Gazidis can effect these. He could get involved in twenty’s plenty. He could talk about the rising costs of football. He could charter trains to ensure all fans have a way to get home at a reasonable time and cost. But he doesn’t. Why?

Because he is not interested in topics he can effect. He plays lip service to topics he can’t affect in an attempt to pull the wool over peoples eyes. The man is a charlatan.

For a man apparently speaking for the fans yesterday, where was his statement about the disgraceful moving of the Hull game this Sunday? 8 days notices, thousands of pounds down the drain for fans. Surely this is a topic the mighty Ivan Gazidis would be interested in. But no. He does not want to upset Sky. He knows that he could easily solve the problem by offering refunds, arranging free coach’s anything. But he has chosen to remain quiet. A clear indication that when it is a topic he can actually act upon, he has no opinion.

Ivan Gazidis has also spoken out in favour of safe standing in the past. A campaign which is completely out of his hands. Yes, his views might ‘add weight’ to the argument, but let’s be honest, it is very little weight. Why not actively petition Islington Council to allow Safe Standing at the Emirates Cup – a competition outside of the FA’s control – to highlight that it is safe?

More likely is the fact that Gazidis’s words are hot air. Are shallow. He is speaking about a topic which he has little control. Making it look like he is on the fans side, when in fact he is not.
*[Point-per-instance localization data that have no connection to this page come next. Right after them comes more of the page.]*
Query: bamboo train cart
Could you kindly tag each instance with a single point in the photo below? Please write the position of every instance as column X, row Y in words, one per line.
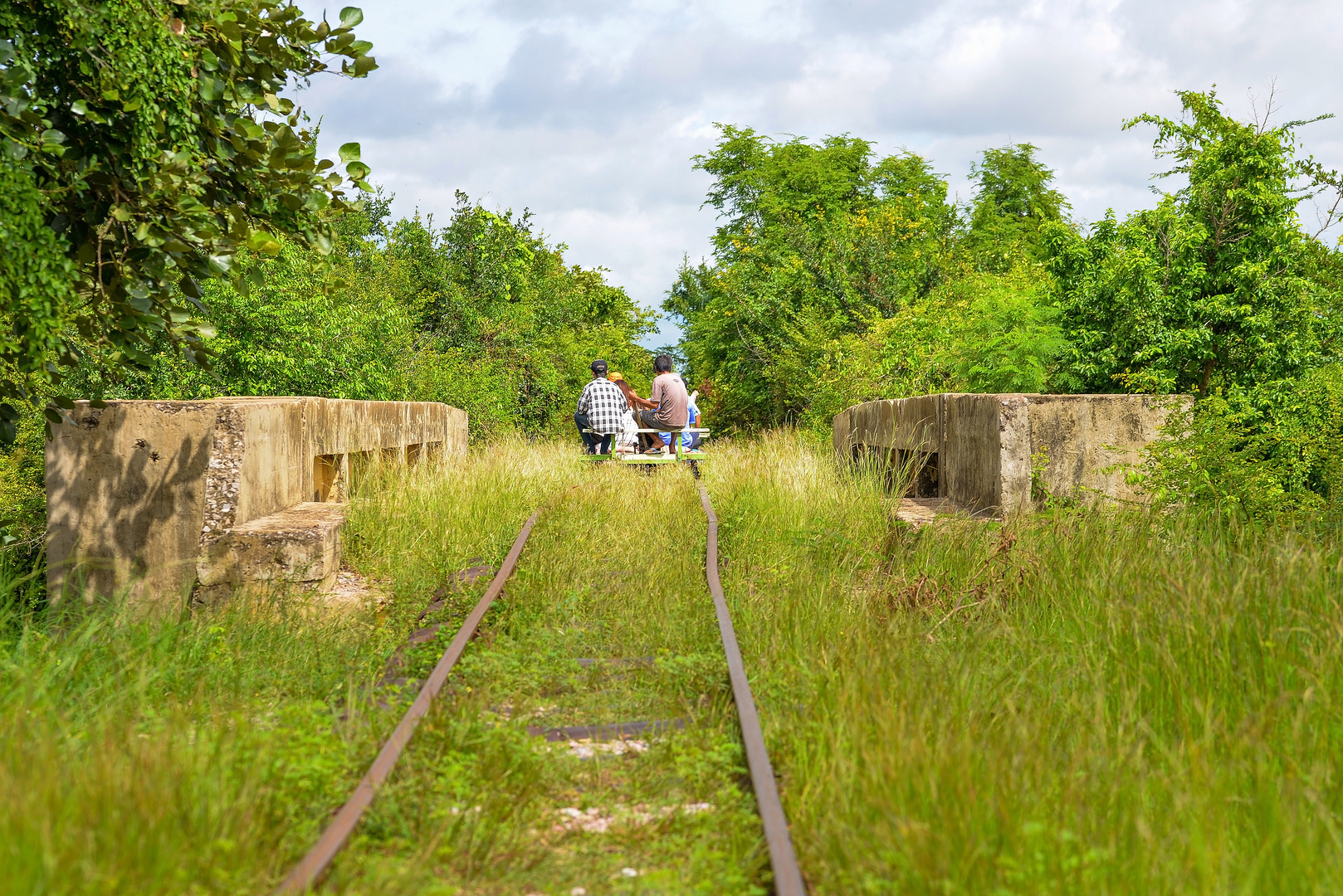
column 669, row 455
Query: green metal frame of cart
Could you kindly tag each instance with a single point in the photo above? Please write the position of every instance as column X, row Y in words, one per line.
column 680, row 455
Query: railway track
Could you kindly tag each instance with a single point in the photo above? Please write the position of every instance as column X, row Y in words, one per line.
column 787, row 879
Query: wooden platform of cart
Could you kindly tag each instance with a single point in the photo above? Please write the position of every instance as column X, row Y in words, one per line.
column 665, row 457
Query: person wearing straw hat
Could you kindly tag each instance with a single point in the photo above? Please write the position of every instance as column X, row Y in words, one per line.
column 628, row 438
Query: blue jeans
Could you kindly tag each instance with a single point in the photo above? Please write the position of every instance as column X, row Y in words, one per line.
column 593, row 441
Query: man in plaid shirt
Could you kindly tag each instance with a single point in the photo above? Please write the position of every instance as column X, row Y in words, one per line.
column 601, row 409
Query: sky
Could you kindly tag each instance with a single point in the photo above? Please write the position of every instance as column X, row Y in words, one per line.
column 588, row 112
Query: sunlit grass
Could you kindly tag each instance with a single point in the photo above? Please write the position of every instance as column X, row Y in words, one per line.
column 1119, row 704
column 1075, row 702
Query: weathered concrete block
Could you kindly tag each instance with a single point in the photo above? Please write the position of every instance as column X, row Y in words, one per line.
column 990, row 450
column 139, row 494
column 299, row 546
Ivan, if you want to stand shoulder to shoulder with the fans, speak out against our own clubs ticket prices. Join the twenty’s plenty campaign. Let it be known to other clubs that if they offer our away fans tickets for £20, we will make a reciprocal offer.

No matter how much he might pretend to, Ivan Gazidis does not speak for me, he does not speak for you, he only has his own self interests at heart. Sit down Ivan and Shut up.